Summary
Eutrophication is a global environmental problem that leaves many lakes with impaired ecological status. Human activity has increased the total concentrations of both nitrogen and phosphorus in aquatic systems, but their relative influence on phytoplankton biomass is uncertain. Their action as alternative limiting resources complicates assessment of their relative influence and disagreement may be in part due to seasonal shifts and lake‐type‐specific differences in the prevalence of limitation by nitrogen versus phosphorus. Debate continues as to whether measures to reduce nitrogen would be beneficial in addition to controls placed on phosphorus.
We used a piecewise model to test whether total nitrogen (TN) concentrations, in addition to total phosphorus (TP), influence phytoplankton biomass in 369 lowland German lakes. The piecewise model predicts biomass from TN for low N : P ratio lakes, and from TP for high N : P ratio lakes. We tested three N : P mass ratios to divide lakes: dissolved inorganic nitrogen to TP (DIN : TP), DIN to dissolved reactive phosphorus (DIN : DIP) and TN : TP. TN was a better predictor of biomass than TP when either the DIN : TP ratio was below 1.6, DIN : DIP was below 8.4, or TN : TP below 29; predictions were most accurate when using the DIN : TP ratio.
To investigate seasonal and lake‐type‐specific patterns of N and P limitation, we used the DIN : TP ratio, together with absolute concentrations of DIN and DIP, to predict the limiting nutrient at each lake in each month of the vegetation period. N limitation was much more common in polymictic than stratified lakes. While a high proportion of both stratified and polymictic lakes were P limited in early spring (60–70%), for polymictic lakes, we found a strong shift from P limitation to N limitation in summer: more than 50% of polymictic lakes were N limited between June and September and only 15–30% were P limited.
To obtain lake‐type‐specific nutrient targets we estimated the average TN and TP concentrations at which lakes of different types achieved good ecological status according to EU water framework directive criteria. Stratified lakes achieved good ecological status at concentrations of 400–500 μg L−1 TN or 20–35 μg L−1 TP, while for polymictic lakes values of 500–1000 μg L−1 TN, or 35–75 μg L−1 TP were required.
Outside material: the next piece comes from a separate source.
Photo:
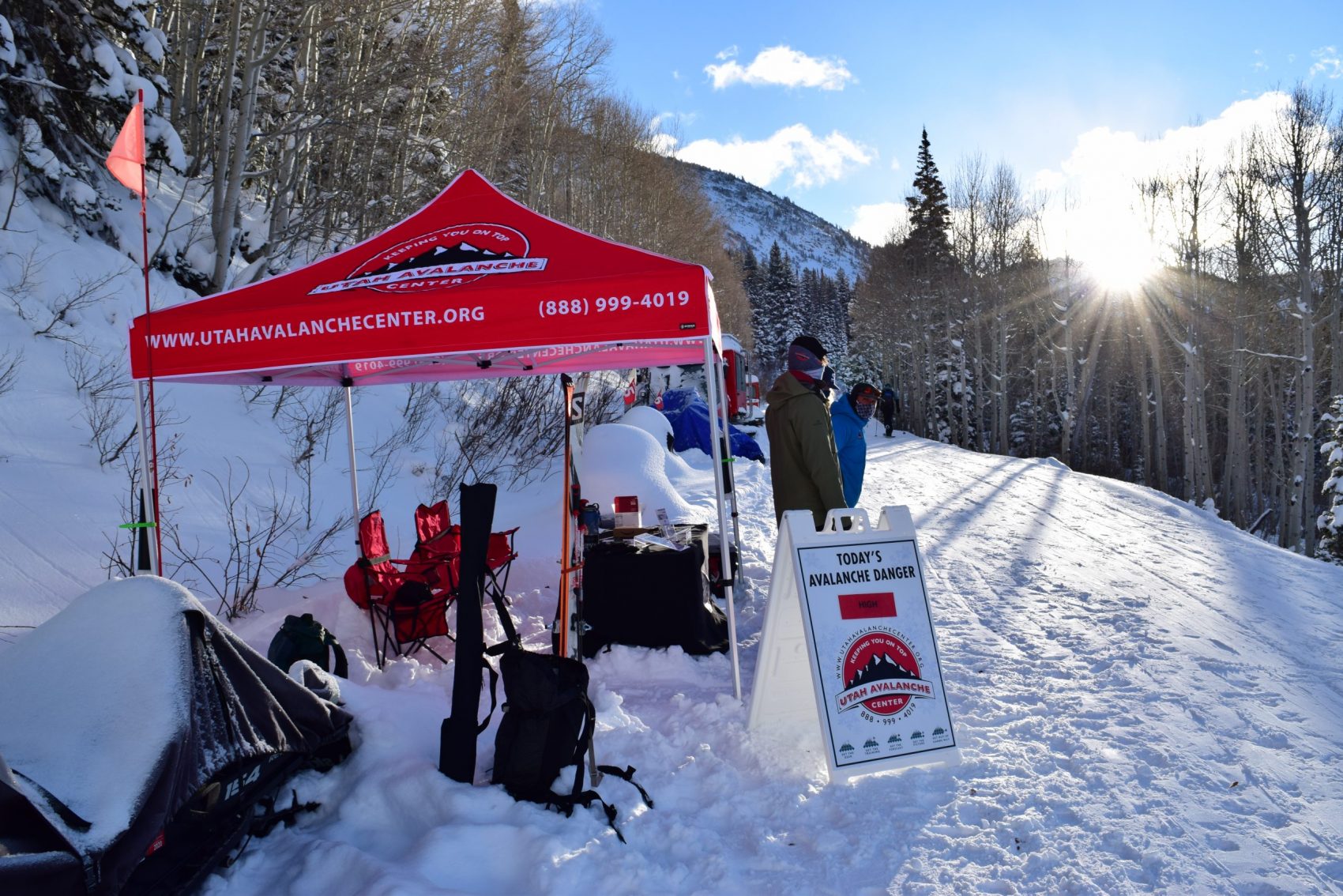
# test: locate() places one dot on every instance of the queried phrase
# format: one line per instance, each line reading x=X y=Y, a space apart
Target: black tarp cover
x=116 y=711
We estimate that nitrogen has an important influence on phytoplankton biovolume, and thus ecological status, for many polymictic lakes in Germany. While there is some uncertainty in the nutrient targets required to achieve good ecological status, this uncertainty is small compared with the range of concentrations currently observed, and lakes with moderate or worse status have concentrations of both TN and TP that are far above these current target estimates.